Review Product Marketing Authorisation For Human Use "estraderm Mx»

Original Language Title: Modifica dell'autorizzazione all'immissione in commercio delmedicinale per uso umano «Estraderm MX»

Read the untranslated law here:

Retrieved determines the 2550/2014 December 2, 2014 n V & Authorization of changes C.I. 4) Changes concerning the safety, efficacy and pharmacovigilance medicines for human and veterinary use-one or more amendments to the summary of product characteristics, labelling and package leaflet after new data regarding quality, pharmacovigilance, preclinical, clinical, or relatively to the medicine ESTRADERM MX.
Authorized updating of the summary of product characteristics 4.4 4.5 4.3, 4.2, paragraphs 4.8 and corresponding sections, and leaflet concerning the medicine ESTRADERM MX, shapes and packagings A.I.C. # 031773017-' 25 mcg/day transdermal» 031773029-8 A.I.C. no band-AIDS, "50 mcg/day transdermal» 8 band-AIDS, A.I.C. # 031773031-8 «» 100 mcg/day transdermal patches.
Handouts corrected and approved are attached to this determination.

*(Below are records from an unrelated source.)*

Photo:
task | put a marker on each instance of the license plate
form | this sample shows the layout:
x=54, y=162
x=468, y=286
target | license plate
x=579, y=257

A.I.C. holder: Novartis Pharma S.p.A. with registered office and tax domicile in largo Umberto Boccioni, 1-21040 Origgio (Varese-Italy) (fiscal code 07195130153).
Printed 1. The marketing authorisation holder should make the changes, after the date of entry into force of this determination, the summary of product characteristics; no later than six months from the same date the package leaflet and labelling.

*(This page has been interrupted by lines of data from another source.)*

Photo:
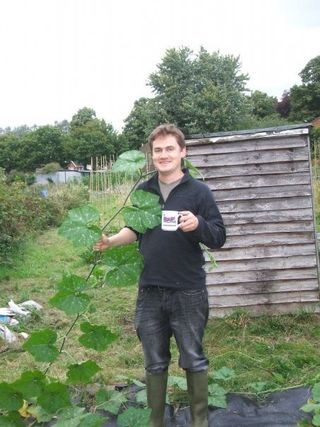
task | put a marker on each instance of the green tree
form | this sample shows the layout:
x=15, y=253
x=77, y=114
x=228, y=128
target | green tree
x=89, y=137
x=305, y=99
x=262, y=104
x=145, y=116
x=203, y=92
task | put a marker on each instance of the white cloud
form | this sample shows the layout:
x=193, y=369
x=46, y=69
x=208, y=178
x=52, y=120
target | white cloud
x=60, y=55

2. In accordance with art. 80, paragraphs 1 and 3, of Legislative Decree no April 24, 2006. 219 and subsequent amendments and additions, the leaflet and labels must be written in Italian and, limited to medicinal products marketed in the province of Bolzano, in German. The holder of the A.I.C. avails itself of the complementary use of foreign languages, must give prior notice to the AIFA and keep available the certified translation of German texts and/or in another foreign language. In case of non-compliance with the provisions on the labelling and package leaflet shall apply sanctions under art. 82 of the aforementioned legislative decree.
Inventory disposal Both lots already products on the date of entry into force of this determination that the batches produced during the period referred to in art. 2, paragraph 1, of the present, not bearing approved changes can be kept on the market until the expiration date printed on the label of the medicine. Pharmacists are required to deliver the package leaflet updated users, from period of thirty days from the date of publication in the Official Gazette of the Italian Republic of this determination. The A.I.C. holder makes it accessible to pharmacist leaflet updated within the same timeframe.
Date of determination: from the day following that of its publication, to decompress, in Gazzetta Ufficiale della Repubblica italiana.